Jisoo merasa napasnya kembali sedikit normal, tetapi hatinya masih berdebar kencang. Sentuhan lembut tapi tegas dari jari-jari Taeyong di bibirnya, serta gesekan ringan bibir mereka, meninggalkan bekas yang tak hanya di kulitnya, tapi juga di pikirannya. Ada sesuatu yang terus menekan di dalam dirinya, sebuah ketidakpastian dan rasa malu yang terus bercampur dengan kebingungan, menciptakan pusaran emosi yang tak bisa dia kendalikan.

Taeyong, yang masih berdiri dekat dengannya, mendadak tertawa kecil lagi, kali ini lebih pelan, hampir seperti tawa yang tidak memiliki niat untuk menghibur. “Kau benar-benar tidak punya siapa pun, ya?” tanyanya lagi, kali ini ada nada yang berubah, terdengar ada keingintahuan yang tersembunyi di balik ejekan halus.

Jisoo hanya bisa mengangguk pelan, tak mampu menemukan kata-kata yang tepat untuk menjawab. Pikirannya terus berputar, mencoba mengolah kejadian yang baru saja terjadi, tapi tidak juga menemukan penjelasan yang memadai. Perasaannya bercampur aduk, antara bingung, marah, dan sedikit ketakutan.

“Kenapa begitu?” Taeyong bertanya lagi, kali ini dengan suara yang pelan tapi sangat jelas, seakan setiap kata yang ia ucapkan memiliki tujuan untuk menyusup masuk ke dalam pikiran Jisoo. “Apa kau tidak pernah berpikir untuk menemukan seseorang? Seseorang yang bisa kau cintai ... atau bahkan hanya sekadar bermain-main?”

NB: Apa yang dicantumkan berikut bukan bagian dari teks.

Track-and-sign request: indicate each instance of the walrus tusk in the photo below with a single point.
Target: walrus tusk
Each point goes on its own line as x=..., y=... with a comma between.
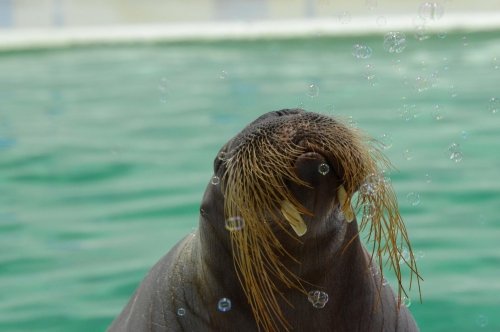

Pertanyaan itu menggantung di udara, membuat suasana semakin berat. Jisoo menggigit bibir bawahnya, merasa tak nyaman. Sentuhan lembut bibirnya sendiri mengingatkannya pada jari-jari Taeyong yang tadi menyentuhnya, sebuah perasaan yang tak bisa ia singkirkan dari pikirannya.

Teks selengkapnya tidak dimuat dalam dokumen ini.